For anyone who cares, I finished 2007 with 251 species in New York State, throw in a few species I picked up while on vacation in Disney World in Florida and that number only goes up to 255.  Certainly this is well short of Corey’s big year of 316 or Rich Guthrie  at 317, but I’m not retired nor do I have a girlfriend in law school who happens to live only a short drive from Jamaica Bay.  I also have 2 young kids, which as Mike at 10,000 Birds understands is a challenge to give enough time, effort and energy to both loves.

There were of course a lot of great moments, I’ll have to admit I spent a lot of with Corey of 10,000 Birds.  In February we had two great trips one was north to Oregon Plains Road where we might have had the best success of anyone, with stunning looks at Red and White-winged Crossbill, Pine Siskin, Purple Finch and a nice and very cooperative group of Gray Jays.  Another trek that same month was on Presidents day to Jones Beach to seek a bird, which I shall not name here.  It was cold, cold and cold.  It was also the first time I got to meet Mike from 10,000 Birds  (noticing a theme here).

There was also the Short-Eared Owl spectacular in Ft.

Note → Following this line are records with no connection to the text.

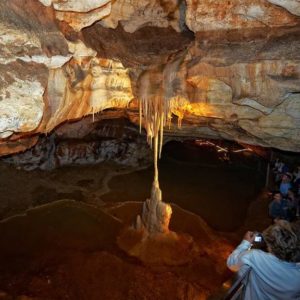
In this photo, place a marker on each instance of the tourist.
(274, 274)
(296, 174)
(278, 208)
(292, 205)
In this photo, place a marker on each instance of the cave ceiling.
(230, 69)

Edward, which I saw with both Corey and my Wife.  By late March, Corey and I were standing in a snow covered field listening for American Woodcock, which did not sound but we found many tracks in the snow.  We also got to hear hooting Great-Horned Owls, a new property bird for that location.

March was also a fabled trip to Lake Champlain to look for Tufted Duck and the first time I met Jory.  We saw nearly every kind of duck that day including Barrow’s Goldeneye and Eurasian Wigeon, but no Tufted Duck.

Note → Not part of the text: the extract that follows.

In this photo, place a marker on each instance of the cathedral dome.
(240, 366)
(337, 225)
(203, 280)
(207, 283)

April the great excitement builds for migration and we made lots of little local trips.

In May I headed down the NYC over mothers day to participate in the New York City Audubon Birding Challenge, where once again the team from Staten Island that I was one narrowly edged out the team from Brooklyn for the victory.  A week later I joined Corey, Chad Witko and my wife to do the HMBC Century Run, where despite miserable conditions we finished with over 120 species in 24 hours.

In June, 4 bird bloggers (Corey and Mike from 10,000 Birds, Patrick from The Hawk Owls Nest and myself) traveled over hill and dale in search of field birds such as Henlow’s Sparrow and Upland Sandpiper and the next day climbing a mountain in the dark to listen to the surreal song of the Bicknell’s Thrush (and we also got Mike his life Ruffed Grouse).

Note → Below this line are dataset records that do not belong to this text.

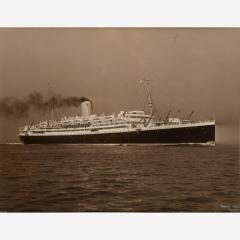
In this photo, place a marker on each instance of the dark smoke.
(14, 107)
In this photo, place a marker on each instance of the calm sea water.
(77, 178)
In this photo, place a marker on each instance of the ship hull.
(183, 135)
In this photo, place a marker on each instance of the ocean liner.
(126, 127)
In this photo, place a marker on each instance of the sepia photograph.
(119, 120)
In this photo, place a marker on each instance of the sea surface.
(119, 178)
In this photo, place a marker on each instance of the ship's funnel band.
(86, 108)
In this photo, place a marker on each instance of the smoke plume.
(13, 107)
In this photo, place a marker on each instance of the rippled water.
(60, 178)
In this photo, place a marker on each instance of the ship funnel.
(86, 108)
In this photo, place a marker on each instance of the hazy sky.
(191, 69)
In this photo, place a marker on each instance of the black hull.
(198, 134)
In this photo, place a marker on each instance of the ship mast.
(149, 95)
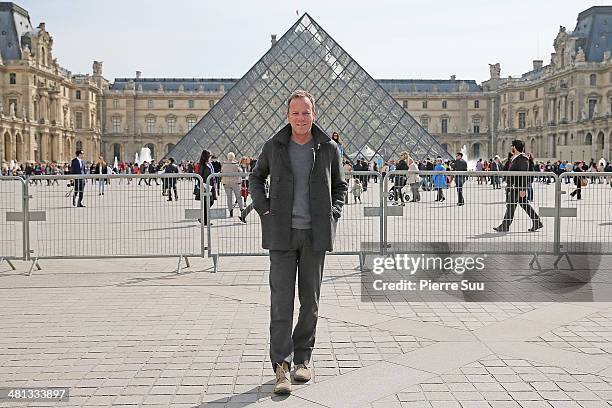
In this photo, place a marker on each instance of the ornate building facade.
(46, 112)
(562, 110)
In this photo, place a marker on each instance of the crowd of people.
(404, 188)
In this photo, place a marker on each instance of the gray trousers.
(233, 189)
(308, 264)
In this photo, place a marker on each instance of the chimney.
(537, 65)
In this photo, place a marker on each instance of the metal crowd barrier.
(125, 216)
(586, 221)
(131, 216)
(13, 225)
(359, 230)
(440, 223)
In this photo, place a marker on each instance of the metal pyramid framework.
(348, 100)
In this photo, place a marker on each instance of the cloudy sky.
(390, 39)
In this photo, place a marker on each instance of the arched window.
(600, 141)
(151, 147)
(19, 148)
(476, 150)
(7, 147)
(116, 151)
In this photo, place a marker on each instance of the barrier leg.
(215, 263)
(8, 261)
(361, 261)
(178, 268)
(569, 261)
(34, 263)
(536, 261)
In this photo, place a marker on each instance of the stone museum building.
(562, 109)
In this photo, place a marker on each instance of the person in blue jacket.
(439, 180)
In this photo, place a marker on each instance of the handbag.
(244, 191)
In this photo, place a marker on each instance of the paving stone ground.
(135, 333)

July had yet another trip up north with Tom W., Jory and Corey to search for Spruce Grouse, in one of the most remote and dramatic places I had ever visited in the Adirondacks, the trip was a bust on our target species, but no trip to the Adirondacks is ever a bust.

August is time for shorebirdsand other than a quick trip to Montezuma NWR in Central New York to get Sandhill Cranes (and missing a Whimbrelbecause we were lazy), we spent a lot of time at the Cohoes Flats and Peebles Island.  Corey had his mystery shorebird, that even David Sibley commented on, but a lot of the sightings would not have been possible without Zach B., who spent a lot of time looking through every shorebird in Cohoes, and eventually would turn up a pair of American Golden Plovers a rather uncommon bird in these parts.  I also was one of two people to snag a briefly stopping Buff-breasted Sandpiper in Albany County (Thanks Rich and Corey!)

September Corey and I did the first ever fall Century Run with the Hudson-Mohawk Bird Club.  We were one of only two groups that participated (it was labor day weekend) but we ended with around 90 species.

October Corey went to Germany and I hung around the house.  November rolled in with winter finches and waxwings and it wasn’t long before Common Redpoll, Pine Grosbeak, Northern Shrike and Bohemian Waxwingwere all added to my year list.  A late trip to Noblewood on the shores of Lake Champlain also got us a late Dunlin and a Little Gull (Hey Corey, we saw a Little Gull!)

December was spent doing Christmas counts, in Saratoga, Albany, Rensselaer and Columbia Counties and while I only added one new species (Snow Goose which I had somehow managed to miss up till then), but there is nothing I like better than spending the day counting birds.

What’s in store for 2008?  Well who knows, as of this writing I’m 10 days in to the year and haven’t gone birding once.  Too tired, a little stressed and generally distracted.  I will however I have the opportunity to be on the Gulf coast the first week in April, so hopefully I’ll get something good out of that!